Ibnu Abbas dalam Tafsir Ibnu Katsir menjelaskan, Nabi Yusuf mendapatkan mimpi yang ditafsirkan oleh ayahnya, Ya’qub. Sebelas bintang itu adalah saudara-saudara Yusuf, sedangkan matahari dan bulan adalah kedua orang tuanya.

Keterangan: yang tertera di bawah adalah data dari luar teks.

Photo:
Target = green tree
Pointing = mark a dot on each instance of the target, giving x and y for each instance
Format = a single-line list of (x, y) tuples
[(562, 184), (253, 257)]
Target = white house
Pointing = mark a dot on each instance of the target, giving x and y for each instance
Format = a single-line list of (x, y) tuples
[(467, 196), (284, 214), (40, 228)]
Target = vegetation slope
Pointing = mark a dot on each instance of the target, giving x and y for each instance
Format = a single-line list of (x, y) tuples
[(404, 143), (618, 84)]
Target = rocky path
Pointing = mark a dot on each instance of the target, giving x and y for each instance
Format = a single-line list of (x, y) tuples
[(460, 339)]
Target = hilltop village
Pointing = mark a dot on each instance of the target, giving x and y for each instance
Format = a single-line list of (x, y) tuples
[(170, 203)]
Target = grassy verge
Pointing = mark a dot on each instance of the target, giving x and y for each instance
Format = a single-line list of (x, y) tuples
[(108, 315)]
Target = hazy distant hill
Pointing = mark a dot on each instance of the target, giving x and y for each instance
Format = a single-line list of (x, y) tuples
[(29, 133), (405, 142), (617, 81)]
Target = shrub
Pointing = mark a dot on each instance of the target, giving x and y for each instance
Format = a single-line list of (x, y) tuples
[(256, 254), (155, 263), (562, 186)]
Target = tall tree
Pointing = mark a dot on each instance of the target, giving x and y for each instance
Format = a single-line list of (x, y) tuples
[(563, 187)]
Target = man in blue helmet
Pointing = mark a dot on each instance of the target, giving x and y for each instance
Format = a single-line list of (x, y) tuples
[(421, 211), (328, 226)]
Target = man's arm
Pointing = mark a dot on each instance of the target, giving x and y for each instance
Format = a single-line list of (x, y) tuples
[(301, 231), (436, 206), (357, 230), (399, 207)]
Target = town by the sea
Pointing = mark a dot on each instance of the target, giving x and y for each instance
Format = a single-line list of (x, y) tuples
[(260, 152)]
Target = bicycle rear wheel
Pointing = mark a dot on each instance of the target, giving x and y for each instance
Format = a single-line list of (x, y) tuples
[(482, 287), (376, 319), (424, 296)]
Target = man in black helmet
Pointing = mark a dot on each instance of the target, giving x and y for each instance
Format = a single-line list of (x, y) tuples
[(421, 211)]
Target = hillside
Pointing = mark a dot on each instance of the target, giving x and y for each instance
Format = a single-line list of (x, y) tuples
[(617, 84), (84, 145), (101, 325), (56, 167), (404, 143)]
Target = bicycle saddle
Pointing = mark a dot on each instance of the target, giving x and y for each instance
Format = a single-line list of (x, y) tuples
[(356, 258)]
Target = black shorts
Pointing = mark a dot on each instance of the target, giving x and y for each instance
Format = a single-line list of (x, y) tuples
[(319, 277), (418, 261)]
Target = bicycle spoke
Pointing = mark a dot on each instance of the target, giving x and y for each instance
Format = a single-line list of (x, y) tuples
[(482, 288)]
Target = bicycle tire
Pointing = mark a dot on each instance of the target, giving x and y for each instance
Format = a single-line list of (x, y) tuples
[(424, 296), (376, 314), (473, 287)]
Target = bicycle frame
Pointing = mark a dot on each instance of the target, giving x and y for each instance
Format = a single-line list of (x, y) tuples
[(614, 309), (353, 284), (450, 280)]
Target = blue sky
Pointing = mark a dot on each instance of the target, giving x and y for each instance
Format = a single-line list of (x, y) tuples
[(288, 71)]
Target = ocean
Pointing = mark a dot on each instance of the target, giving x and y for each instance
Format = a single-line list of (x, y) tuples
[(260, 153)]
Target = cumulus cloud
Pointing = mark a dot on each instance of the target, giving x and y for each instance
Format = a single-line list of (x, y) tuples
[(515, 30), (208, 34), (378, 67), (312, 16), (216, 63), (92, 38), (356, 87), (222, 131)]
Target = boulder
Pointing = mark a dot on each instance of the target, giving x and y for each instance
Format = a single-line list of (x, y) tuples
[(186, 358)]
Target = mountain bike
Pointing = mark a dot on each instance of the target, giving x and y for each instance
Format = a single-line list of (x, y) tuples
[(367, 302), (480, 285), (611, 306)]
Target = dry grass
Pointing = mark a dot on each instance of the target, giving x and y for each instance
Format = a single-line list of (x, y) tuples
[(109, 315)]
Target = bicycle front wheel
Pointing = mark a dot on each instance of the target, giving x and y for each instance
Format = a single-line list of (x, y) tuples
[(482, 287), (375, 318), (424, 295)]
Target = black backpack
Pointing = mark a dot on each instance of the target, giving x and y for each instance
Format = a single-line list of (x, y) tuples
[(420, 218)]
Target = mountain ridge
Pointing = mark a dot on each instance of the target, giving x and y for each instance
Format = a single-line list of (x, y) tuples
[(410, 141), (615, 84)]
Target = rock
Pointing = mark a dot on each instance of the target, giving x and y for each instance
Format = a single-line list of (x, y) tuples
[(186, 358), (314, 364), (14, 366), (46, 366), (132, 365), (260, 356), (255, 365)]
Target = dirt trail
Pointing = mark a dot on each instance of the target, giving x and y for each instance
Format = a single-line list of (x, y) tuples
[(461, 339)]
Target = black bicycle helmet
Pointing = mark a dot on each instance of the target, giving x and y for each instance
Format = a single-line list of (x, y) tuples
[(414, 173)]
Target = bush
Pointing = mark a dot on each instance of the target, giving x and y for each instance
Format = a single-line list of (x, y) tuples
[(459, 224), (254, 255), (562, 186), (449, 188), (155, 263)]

Ya’qub bin Ishak bin Ibrahim merasakan dari mimpi anaknya ini tersirat hal yang penting. Menurut Sayid Quthb, Ya’qub merasakan dalam hatinya urusan ini berada di lembah agama, kemaslahatan, dan makrifah (pengetahuan). Hal ini berdasarkan hukum yang berkaitan dengan suasana kenabian dalam hidupnya. Dari apa yang diketahuinya, kakeknya Nabi Ibrahim telah diberi keberkahan oleh Allah, demikian keluarganya yang beriman. Maka, Ya’qub berharap Yusuf yang memiliki keistimewaan berupa kecerdasan dan ketampanan akan menyambung mata rantai keberkatan pada keluarga Ibrahim.

Keahlian takwil mimpi juga dimiliki Yusuf saat dia beranjak dewasa. Setelah tinggal di Mesir dan sempat berada di dalam penjara, Yusuf dikisahkan menakwilkan mimpi dua orang tahanan. Raja pun memanggilnya karena keahliannya itu. Raja sedang gundah karena bermimpi tentang tujuh ekor sapi betina gemuk dimakan tujuh ekor sapi betina yang kurus. Keanehan lainnya, terdapat tujuh bulir (gandum) yang hijau dan tujuh bulir lainnya yang kering dalam mimpi itu.